A few minutes later, the questions became downright bizarre when Rod Decker started shouting at Herbert, "Is this what we can expect for the next four years?" (Note: Herbert would only serve two more years if elected, and would have to run in 2012 for a four-year term). It took a few minutes to understand what Decker was asking, although the gist seemed to be, "Why do you give rich people an advantage?" Eventually, Decker began arguing with Fred Lampropolous, and finally, he seemed to actually argue with himself.
Lampropolous, in fact, may have actually been more entertaining that Decker. When reporters continued to press about the $13 million, Lampropolous took over the mic and started railing about a settlement he had to pay because of a business he bought. That morphed into a challenge to reporters to debate tort reform, which was never on the agenda (if there actually was an agenda, which I doubt).
Finally, the presser ended when Lampropolous threw out the word "blackmail" and the reporters jumped a giant chasm to ask if the $13 million was also blackmail. That was, however, after 3-4 assertions by Olsen that they were only going to take one more question.
For the straight news stories, most of which focus on a $13 million settlement, here's links: Trib, AP, and the KSL/DVN
story that also includes links to video of the Herbert presser and Peter Corroon's follow-up presser. Corroon basically stuck to the same whiplash message, in which he emphasizes that he is not actually accusing Herbert of anything, only "raising questions" and trying to discuss "campaign finance reform." Whatever, dude. Watch it with a double espresso, because you'll need it, even though it only lasts 12 minutes.
Also, keep your eyes peeled for a later Open Container post that will be my own half-drunk, heavily reliant on Google "fact check" about this whole scandal.

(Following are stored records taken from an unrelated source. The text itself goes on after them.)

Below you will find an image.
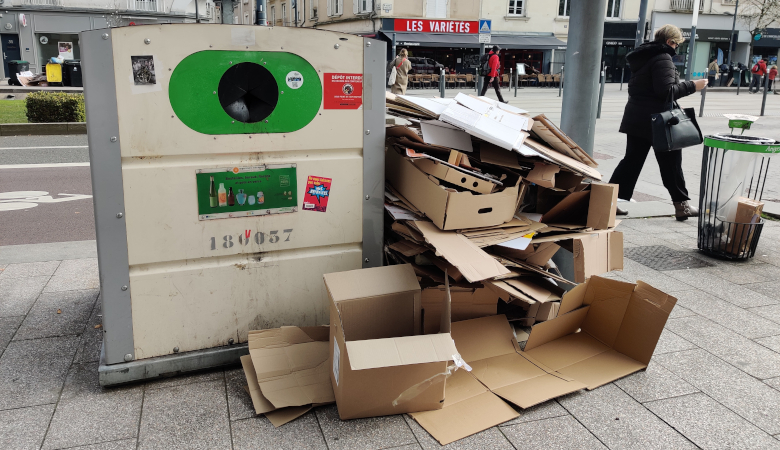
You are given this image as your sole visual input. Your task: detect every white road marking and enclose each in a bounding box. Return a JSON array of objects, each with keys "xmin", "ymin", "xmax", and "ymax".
[
  {"xmin": 0, "ymin": 146, "xmax": 88, "ymax": 150},
  {"xmin": 0, "ymin": 162, "xmax": 90, "ymax": 169},
  {"xmin": 0, "ymin": 191, "xmax": 93, "ymax": 211}
]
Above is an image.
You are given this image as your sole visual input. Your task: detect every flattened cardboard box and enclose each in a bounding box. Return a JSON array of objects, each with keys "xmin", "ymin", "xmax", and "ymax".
[
  {"xmin": 386, "ymin": 147, "xmax": 521, "ymax": 230},
  {"xmin": 324, "ymin": 264, "xmax": 460, "ymax": 420},
  {"xmin": 523, "ymin": 276, "xmax": 677, "ymax": 389},
  {"xmin": 532, "ymin": 229, "xmax": 624, "ymax": 283},
  {"xmin": 541, "ymin": 183, "xmax": 618, "ymax": 230}
]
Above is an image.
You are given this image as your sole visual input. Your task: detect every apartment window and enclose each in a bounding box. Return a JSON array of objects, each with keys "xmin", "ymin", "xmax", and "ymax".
[
  {"xmin": 426, "ymin": 0, "xmax": 446, "ymax": 18},
  {"xmin": 606, "ymin": 0, "xmax": 622, "ymax": 18},
  {"xmin": 354, "ymin": 0, "xmax": 373, "ymax": 14},
  {"xmin": 558, "ymin": 0, "xmax": 570, "ymax": 16},
  {"xmin": 508, "ymin": 0, "xmax": 524, "ymax": 15},
  {"xmin": 282, "ymin": 3, "xmax": 287, "ymax": 25},
  {"xmin": 270, "ymin": 5, "xmax": 275, "ymax": 25},
  {"xmin": 327, "ymin": 0, "xmax": 342, "ymax": 16},
  {"xmin": 311, "ymin": 0, "xmax": 317, "ymax": 18}
]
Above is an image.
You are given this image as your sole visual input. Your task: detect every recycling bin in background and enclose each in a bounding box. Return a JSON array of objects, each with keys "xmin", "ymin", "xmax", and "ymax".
[
  {"xmin": 63, "ymin": 60, "xmax": 82, "ymax": 87},
  {"xmin": 7, "ymin": 60, "xmax": 29, "ymax": 86},
  {"xmin": 698, "ymin": 120, "xmax": 778, "ymax": 260},
  {"xmin": 81, "ymin": 24, "xmax": 386, "ymax": 386}
]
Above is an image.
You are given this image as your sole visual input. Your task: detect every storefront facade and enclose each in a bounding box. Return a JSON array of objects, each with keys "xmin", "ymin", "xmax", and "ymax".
[
  {"xmin": 0, "ymin": 6, "xmax": 212, "ymax": 79},
  {"xmin": 379, "ymin": 18, "xmax": 566, "ymax": 77},
  {"xmin": 602, "ymin": 21, "xmax": 637, "ymax": 83},
  {"xmin": 753, "ymin": 29, "xmax": 780, "ymax": 67}
]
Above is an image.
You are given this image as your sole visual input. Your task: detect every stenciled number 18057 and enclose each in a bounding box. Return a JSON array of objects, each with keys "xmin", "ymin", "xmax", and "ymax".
[{"xmin": 209, "ymin": 229, "xmax": 293, "ymax": 250}]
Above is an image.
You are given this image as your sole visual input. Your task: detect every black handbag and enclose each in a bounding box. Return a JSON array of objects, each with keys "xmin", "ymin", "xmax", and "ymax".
[{"xmin": 650, "ymin": 89, "xmax": 703, "ymax": 152}]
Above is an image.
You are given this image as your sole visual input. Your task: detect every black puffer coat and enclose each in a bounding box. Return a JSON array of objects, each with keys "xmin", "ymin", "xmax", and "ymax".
[{"xmin": 619, "ymin": 42, "xmax": 697, "ymax": 142}]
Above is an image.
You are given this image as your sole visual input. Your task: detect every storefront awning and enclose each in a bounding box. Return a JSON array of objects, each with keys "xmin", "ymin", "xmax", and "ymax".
[{"xmin": 381, "ymin": 32, "xmax": 567, "ymax": 50}]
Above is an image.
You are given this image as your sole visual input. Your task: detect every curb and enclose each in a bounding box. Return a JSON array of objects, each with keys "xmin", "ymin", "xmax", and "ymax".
[
  {"xmin": 0, "ymin": 122, "xmax": 86, "ymax": 136},
  {"xmin": 0, "ymin": 87, "xmax": 83, "ymax": 94}
]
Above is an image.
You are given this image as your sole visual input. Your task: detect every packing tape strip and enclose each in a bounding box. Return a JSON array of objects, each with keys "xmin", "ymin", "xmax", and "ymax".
[{"xmin": 391, "ymin": 353, "xmax": 472, "ymax": 407}]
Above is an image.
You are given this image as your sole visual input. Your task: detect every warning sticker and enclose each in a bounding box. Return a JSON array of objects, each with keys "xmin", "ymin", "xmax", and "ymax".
[
  {"xmin": 303, "ymin": 175, "xmax": 332, "ymax": 212},
  {"xmin": 324, "ymin": 73, "xmax": 363, "ymax": 109}
]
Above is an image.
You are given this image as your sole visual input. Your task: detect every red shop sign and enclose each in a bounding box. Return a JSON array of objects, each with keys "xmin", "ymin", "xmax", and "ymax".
[{"xmin": 394, "ymin": 19, "xmax": 478, "ymax": 34}]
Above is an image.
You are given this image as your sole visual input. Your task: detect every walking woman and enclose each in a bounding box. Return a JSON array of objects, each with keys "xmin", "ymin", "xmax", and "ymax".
[
  {"xmin": 609, "ymin": 24, "xmax": 707, "ymax": 220},
  {"xmin": 388, "ymin": 48, "xmax": 412, "ymax": 95}
]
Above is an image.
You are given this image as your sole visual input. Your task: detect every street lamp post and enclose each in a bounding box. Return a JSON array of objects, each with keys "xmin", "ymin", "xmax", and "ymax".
[{"xmin": 727, "ymin": 0, "xmax": 740, "ymax": 66}]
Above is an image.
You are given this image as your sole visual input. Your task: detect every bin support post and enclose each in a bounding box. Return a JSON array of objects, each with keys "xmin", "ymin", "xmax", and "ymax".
[
  {"xmin": 558, "ymin": 65, "xmax": 564, "ymax": 97},
  {"xmin": 620, "ymin": 65, "xmax": 625, "ymax": 90},
  {"xmin": 515, "ymin": 71, "xmax": 518, "ymax": 97},
  {"xmin": 440, "ymin": 68, "xmax": 445, "ymax": 98},
  {"xmin": 509, "ymin": 68, "xmax": 513, "ymax": 94},
  {"xmin": 761, "ymin": 73, "xmax": 769, "ymax": 116}
]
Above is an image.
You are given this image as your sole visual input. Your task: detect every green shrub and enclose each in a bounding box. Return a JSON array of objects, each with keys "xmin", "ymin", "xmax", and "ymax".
[{"xmin": 25, "ymin": 92, "xmax": 86, "ymax": 123}]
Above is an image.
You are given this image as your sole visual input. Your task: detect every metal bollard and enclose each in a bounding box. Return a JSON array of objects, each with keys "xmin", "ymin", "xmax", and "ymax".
[
  {"xmin": 558, "ymin": 66, "xmax": 564, "ymax": 97},
  {"xmin": 476, "ymin": 68, "xmax": 480, "ymax": 94},
  {"xmin": 620, "ymin": 66, "xmax": 625, "ymax": 91},
  {"xmin": 514, "ymin": 70, "xmax": 518, "ymax": 97},
  {"xmin": 737, "ymin": 69, "xmax": 742, "ymax": 95},
  {"xmin": 440, "ymin": 68, "xmax": 445, "ymax": 98},
  {"xmin": 597, "ymin": 63, "xmax": 606, "ymax": 119},
  {"xmin": 699, "ymin": 84, "xmax": 707, "ymax": 117},
  {"xmin": 761, "ymin": 72, "xmax": 769, "ymax": 116}
]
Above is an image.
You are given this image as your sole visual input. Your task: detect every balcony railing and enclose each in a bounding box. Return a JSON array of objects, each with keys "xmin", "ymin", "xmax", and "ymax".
[
  {"xmin": 22, "ymin": 0, "xmax": 63, "ymax": 6},
  {"xmin": 670, "ymin": 0, "xmax": 705, "ymax": 11},
  {"xmin": 127, "ymin": 0, "xmax": 164, "ymax": 12}
]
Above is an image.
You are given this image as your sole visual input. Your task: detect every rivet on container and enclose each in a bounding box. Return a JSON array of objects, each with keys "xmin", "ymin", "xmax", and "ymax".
[
  {"xmin": 124, "ymin": 353, "xmax": 133, "ymax": 362},
  {"xmin": 144, "ymin": 38, "xmax": 151, "ymax": 44},
  {"xmin": 173, "ymin": 347, "xmax": 180, "ymax": 353},
  {"xmin": 334, "ymin": 44, "xmax": 340, "ymax": 49}
]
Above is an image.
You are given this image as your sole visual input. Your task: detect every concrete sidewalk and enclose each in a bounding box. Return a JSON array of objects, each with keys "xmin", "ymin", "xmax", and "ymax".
[{"xmin": 2, "ymin": 217, "xmax": 780, "ymax": 449}]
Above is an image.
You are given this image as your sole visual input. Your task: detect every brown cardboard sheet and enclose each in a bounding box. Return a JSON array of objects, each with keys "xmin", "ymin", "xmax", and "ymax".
[
  {"xmin": 479, "ymin": 142, "xmax": 524, "ymax": 169},
  {"xmin": 541, "ymin": 184, "xmax": 618, "ymax": 230},
  {"xmin": 248, "ymin": 326, "xmax": 334, "ymax": 410},
  {"xmin": 420, "ymin": 120, "xmax": 474, "ymax": 153},
  {"xmin": 421, "ymin": 285, "xmax": 499, "ymax": 334},
  {"xmin": 530, "ymin": 114, "xmax": 598, "ymax": 167},
  {"xmin": 526, "ymin": 163, "xmax": 560, "ymax": 189},
  {"xmin": 414, "ymin": 221, "xmax": 511, "ymax": 283},
  {"xmin": 451, "ymin": 315, "xmax": 587, "ymax": 409},
  {"xmin": 522, "ymin": 276, "xmax": 677, "ymax": 389},
  {"xmin": 409, "ymin": 369, "xmax": 519, "ymax": 445},
  {"xmin": 522, "ymin": 139, "xmax": 602, "ymax": 181}
]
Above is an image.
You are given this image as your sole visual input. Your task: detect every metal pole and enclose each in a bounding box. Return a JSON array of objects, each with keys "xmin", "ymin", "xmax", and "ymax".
[
  {"xmin": 514, "ymin": 69, "xmax": 518, "ymax": 97},
  {"xmin": 256, "ymin": 0, "xmax": 267, "ymax": 24},
  {"xmin": 475, "ymin": 68, "xmax": 479, "ymax": 93},
  {"xmin": 509, "ymin": 68, "xmax": 513, "ymax": 94},
  {"xmin": 699, "ymin": 80, "xmax": 707, "ymax": 117},
  {"xmin": 635, "ymin": 0, "xmax": 649, "ymax": 49},
  {"xmin": 737, "ymin": 69, "xmax": 742, "ymax": 95},
  {"xmin": 293, "ymin": 0, "xmax": 298, "ymax": 27},
  {"xmin": 620, "ymin": 65, "xmax": 625, "ymax": 90},
  {"xmin": 558, "ymin": 65, "xmax": 564, "ymax": 97},
  {"xmin": 194, "ymin": 0, "xmax": 201, "ymax": 23},
  {"xmin": 221, "ymin": 0, "xmax": 234, "ymax": 24},
  {"xmin": 560, "ymin": 0, "xmax": 608, "ymax": 156},
  {"xmin": 478, "ymin": 43, "xmax": 485, "ymax": 95},
  {"xmin": 440, "ymin": 68, "xmax": 445, "ymax": 98},
  {"xmin": 727, "ymin": 0, "xmax": 739, "ymax": 66},
  {"xmin": 761, "ymin": 72, "xmax": 769, "ymax": 115},
  {"xmin": 597, "ymin": 62, "xmax": 606, "ymax": 119},
  {"xmin": 685, "ymin": 0, "xmax": 702, "ymax": 81}
]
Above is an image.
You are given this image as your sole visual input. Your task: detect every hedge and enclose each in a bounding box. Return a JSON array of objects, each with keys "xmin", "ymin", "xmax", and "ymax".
[{"xmin": 25, "ymin": 92, "xmax": 86, "ymax": 123}]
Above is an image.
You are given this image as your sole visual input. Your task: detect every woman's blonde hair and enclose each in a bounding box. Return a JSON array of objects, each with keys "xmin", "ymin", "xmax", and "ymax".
[
  {"xmin": 654, "ymin": 24, "xmax": 684, "ymax": 45},
  {"xmin": 399, "ymin": 48, "xmax": 408, "ymax": 57}
]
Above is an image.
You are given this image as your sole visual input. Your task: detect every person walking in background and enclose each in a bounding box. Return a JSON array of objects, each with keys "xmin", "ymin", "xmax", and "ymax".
[
  {"xmin": 708, "ymin": 58, "xmax": 719, "ymax": 87},
  {"xmin": 749, "ymin": 58, "xmax": 767, "ymax": 93},
  {"xmin": 479, "ymin": 45, "xmax": 507, "ymax": 103},
  {"xmin": 769, "ymin": 65, "xmax": 777, "ymax": 92},
  {"xmin": 609, "ymin": 24, "xmax": 707, "ymax": 220},
  {"xmin": 388, "ymin": 48, "xmax": 412, "ymax": 95}
]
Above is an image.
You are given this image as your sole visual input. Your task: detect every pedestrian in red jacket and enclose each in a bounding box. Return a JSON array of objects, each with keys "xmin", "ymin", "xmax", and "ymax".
[
  {"xmin": 769, "ymin": 65, "xmax": 777, "ymax": 92},
  {"xmin": 749, "ymin": 59, "xmax": 767, "ymax": 93},
  {"xmin": 480, "ymin": 45, "xmax": 507, "ymax": 103}
]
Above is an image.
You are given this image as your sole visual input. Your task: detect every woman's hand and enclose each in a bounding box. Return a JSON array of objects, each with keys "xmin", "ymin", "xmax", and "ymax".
[{"xmin": 694, "ymin": 79, "xmax": 708, "ymax": 91}]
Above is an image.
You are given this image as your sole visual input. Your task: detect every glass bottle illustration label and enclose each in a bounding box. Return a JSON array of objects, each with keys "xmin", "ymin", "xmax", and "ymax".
[
  {"xmin": 227, "ymin": 187, "xmax": 235, "ymax": 206},
  {"xmin": 236, "ymin": 189, "xmax": 247, "ymax": 205},
  {"xmin": 209, "ymin": 176, "xmax": 218, "ymax": 207},
  {"xmin": 218, "ymin": 183, "xmax": 227, "ymax": 207},
  {"xmin": 257, "ymin": 191, "xmax": 264, "ymax": 204}
]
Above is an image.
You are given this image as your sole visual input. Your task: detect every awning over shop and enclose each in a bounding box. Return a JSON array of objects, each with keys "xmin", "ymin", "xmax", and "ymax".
[{"xmin": 381, "ymin": 32, "xmax": 566, "ymax": 50}]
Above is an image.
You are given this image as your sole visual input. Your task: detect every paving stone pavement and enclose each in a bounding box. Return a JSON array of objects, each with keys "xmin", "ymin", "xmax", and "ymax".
[{"xmin": 2, "ymin": 217, "xmax": 780, "ymax": 449}]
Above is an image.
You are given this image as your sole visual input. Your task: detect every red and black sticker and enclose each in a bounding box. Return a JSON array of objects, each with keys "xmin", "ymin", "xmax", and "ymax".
[
  {"xmin": 324, "ymin": 73, "xmax": 362, "ymax": 109},
  {"xmin": 303, "ymin": 175, "xmax": 332, "ymax": 212}
]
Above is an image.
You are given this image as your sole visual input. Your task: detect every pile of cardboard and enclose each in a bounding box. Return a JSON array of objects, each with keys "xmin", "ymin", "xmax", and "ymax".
[{"xmin": 384, "ymin": 92, "xmax": 623, "ymax": 328}]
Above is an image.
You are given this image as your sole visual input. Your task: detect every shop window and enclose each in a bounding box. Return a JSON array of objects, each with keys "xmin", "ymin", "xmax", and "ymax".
[
  {"xmin": 606, "ymin": 0, "xmax": 622, "ymax": 18},
  {"xmin": 558, "ymin": 0, "xmax": 570, "ymax": 17},
  {"xmin": 35, "ymin": 33, "xmax": 80, "ymax": 68},
  {"xmin": 327, "ymin": 0, "xmax": 343, "ymax": 16},
  {"xmin": 508, "ymin": 0, "xmax": 524, "ymax": 16}
]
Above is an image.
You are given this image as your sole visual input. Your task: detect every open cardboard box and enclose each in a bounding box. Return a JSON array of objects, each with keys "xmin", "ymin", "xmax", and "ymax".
[
  {"xmin": 421, "ymin": 285, "xmax": 499, "ymax": 334},
  {"xmin": 411, "ymin": 275, "xmax": 677, "ymax": 445},
  {"xmin": 386, "ymin": 147, "xmax": 522, "ymax": 230},
  {"xmin": 324, "ymin": 264, "xmax": 460, "ymax": 420},
  {"xmin": 540, "ymin": 183, "xmax": 619, "ymax": 230},
  {"xmin": 534, "ymin": 230, "xmax": 623, "ymax": 283}
]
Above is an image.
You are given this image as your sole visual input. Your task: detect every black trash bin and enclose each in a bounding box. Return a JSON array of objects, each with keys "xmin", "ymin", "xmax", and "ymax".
[
  {"xmin": 63, "ymin": 60, "xmax": 82, "ymax": 87},
  {"xmin": 7, "ymin": 60, "xmax": 29, "ymax": 86}
]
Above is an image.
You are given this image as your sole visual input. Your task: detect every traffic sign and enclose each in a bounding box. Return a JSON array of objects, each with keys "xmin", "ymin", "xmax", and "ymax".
[
  {"xmin": 479, "ymin": 19, "xmax": 491, "ymax": 34},
  {"xmin": 479, "ymin": 34, "xmax": 492, "ymax": 44}
]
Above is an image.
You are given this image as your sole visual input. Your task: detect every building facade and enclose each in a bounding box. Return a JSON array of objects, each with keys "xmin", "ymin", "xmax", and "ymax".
[{"xmin": 0, "ymin": 0, "xmax": 218, "ymax": 78}]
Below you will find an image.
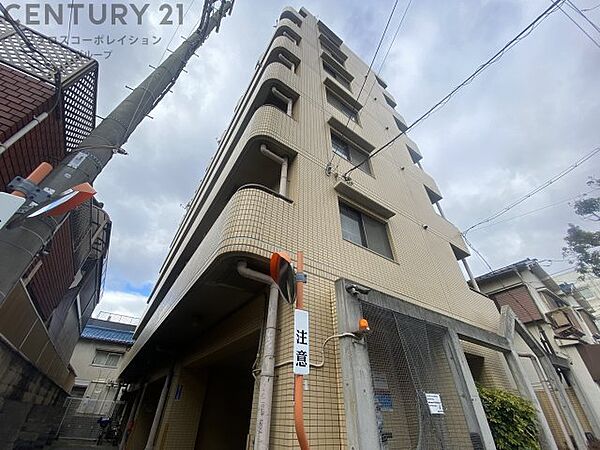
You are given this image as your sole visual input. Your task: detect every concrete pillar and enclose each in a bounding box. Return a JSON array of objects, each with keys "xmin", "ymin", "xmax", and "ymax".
[
  {"xmin": 120, "ymin": 383, "xmax": 146, "ymax": 450},
  {"xmin": 335, "ymin": 280, "xmax": 381, "ymax": 450},
  {"xmin": 503, "ymin": 350, "xmax": 558, "ymax": 450},
  {"xmin": 144, "ymin": 369, "xmax": 174, "ymax": 450},
  {"xmin": 499, "ymin": 307, "xmax": 557, "ymax": 450},
  {"xmin": 443, "ymin": 331, "xmax": 497, "ymax": 450}
]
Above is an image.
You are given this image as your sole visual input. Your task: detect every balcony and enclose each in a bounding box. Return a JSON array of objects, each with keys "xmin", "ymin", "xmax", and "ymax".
[
  {"xmin": 279, "ymin": 7, "xmax": 302, "ymax": 27},
  {"xmin": 275, "ymin": 18, "xmax": 301, "ymax": 44},
  {"xmin": 120, "ymin": 187, "xmax": 295, "ymax": 380}
]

Political Pocket Rockets: County parties regularly ignore campaign finance laws. Herbert releases more TV ads from White Men of Varying Importance. The Trib gives a summary of a recent Sen. Bob Bennett interview. Weber County commission candidates fight over using county facilities for fundraisers.
Utah Beer: Ogden and Box Elder may ban spice tonight. In related news, a man reportedly got stoned on spice and shot his friends goat. Here's City Weekly editor Jerre Wroble's take on the Beer Fest, which I pretty much agree with.
Leisure Time Lager: A woman recounts her experiences on the Colorado River in the Glen Canyon prior to it filling to create Lake Powell.
Josh's Java: Riley Nelson is a traitor, and I really want him to keep starting until the Aggie game on Oct. 1.